A Career Well Mapped: Meet the Father of Cybercartography

“The imaginative use of technology is much more important than the technology itself,”says Carleton’s Fraser Taylor, a true pioneer of the cybercartography field.

“That holds true, even today.”

The 1960s were an era of dog-eared political maps and classroom globes. GIS, GPS and Google Maps were still decades away, but Taylor was already using early digital mapping techniques to better understand the spatial dimensions of development issues in east Africa.

“My research started off working on rural development in Kenya,”says the Chancellor’s Distinguished Research Professor of International Affairs, Geography and Environmental Studies, who completed his PhD on a part-time basis during the five years that he spent working for Kenya’s Department of Education.

“But in the process, I started using the earliest form of cybercartography. The traditional method was to look at relationships between things and space using a transparent plastic overlay on a map — placing one distribution on it, then another, then another — to see if there are spatial relationships between the features. Now, you can well imagine that after two or three iterations, it becomes impossible to see what’s happening.”

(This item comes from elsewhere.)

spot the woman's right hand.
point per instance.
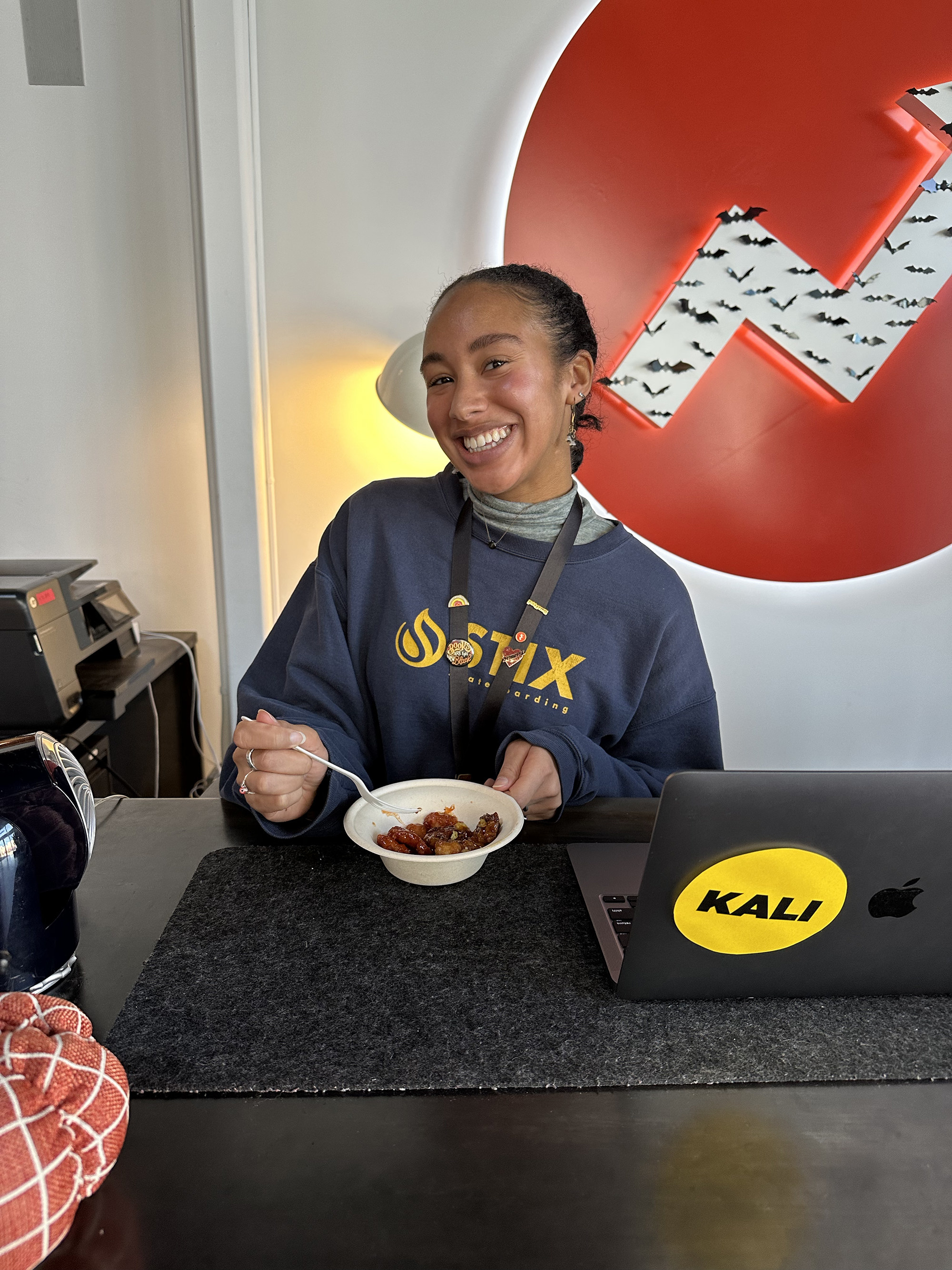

Synergistic Mapping – SYMAP, for short – was an early, vector-based computer mapping program developed at Harvard’s Laboratory for Computer Graphics and Spatial Analysis. SYMAP enabled Taylor to overlay multiple layers of quantitative variables – as many 20 or 30 on a single map — to determine the spatial relationships between them.

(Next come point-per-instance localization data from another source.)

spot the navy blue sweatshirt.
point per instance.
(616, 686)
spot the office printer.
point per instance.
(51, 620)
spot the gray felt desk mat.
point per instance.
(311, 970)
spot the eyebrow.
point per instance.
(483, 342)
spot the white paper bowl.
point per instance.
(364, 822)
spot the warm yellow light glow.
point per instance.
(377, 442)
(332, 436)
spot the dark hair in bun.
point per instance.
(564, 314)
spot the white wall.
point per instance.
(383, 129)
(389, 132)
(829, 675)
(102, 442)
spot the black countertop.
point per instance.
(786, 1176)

After he completed his PhD, Taylor came to Carleton, where he used SYMAP to map publicly available census data, laying bare the city’s hidden frontiers as he produced the Computer Atlas of Ottawa-Hull, likely the world’s first such publication.

“We weren’t mapping physical environments like capes, and bays, and mountains. We were mapping social environments. Things like income levels, poverty and language — and the relationships between them. The work we do today at the Geomatics and Cartographic Research Centre dates back to those early days of applying geospatial analysis to these types of problems.”

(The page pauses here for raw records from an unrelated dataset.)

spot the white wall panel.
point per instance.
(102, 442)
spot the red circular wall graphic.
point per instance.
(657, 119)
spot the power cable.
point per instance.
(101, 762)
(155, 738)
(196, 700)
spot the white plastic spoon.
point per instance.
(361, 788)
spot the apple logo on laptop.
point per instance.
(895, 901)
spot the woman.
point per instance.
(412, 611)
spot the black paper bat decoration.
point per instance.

Those maps showed stark divisions between Anglophones and Francophones, and their relationships with islands of wealth and poverty in three-dimensional computer-generated images produced using the companion GRID program.

It’s a type of visualization that’s become so common that we might take it for granted, but when Taylor was mapping these social features in the 1970s – more than four decades ago – they were eye-opening and generated significant media interest, with stories about his work on CBC News and in The Globe and Mail.

These maps and visualization helped us see our cities in new ways, but the tools that generated them were primitive by today’s standards. Taylor compares the power of the $25,000 custom-made digitizer he then used to what powers singing birthday cards today. For what he paid for that digitizer in 1967, he could today purchase several complete systems.

To obtain printouts of his early maps, Taylor sent sets of punch cards to the lab at Harvard, each card an individual variable. There, the data could be combined, and a map printed using a dot printer programmed to overlay multiple letters on a single cell on the page to produce different shades of grey — something like how the typewriters of the time would repeatedly type letters onto the same space, when they were jammed.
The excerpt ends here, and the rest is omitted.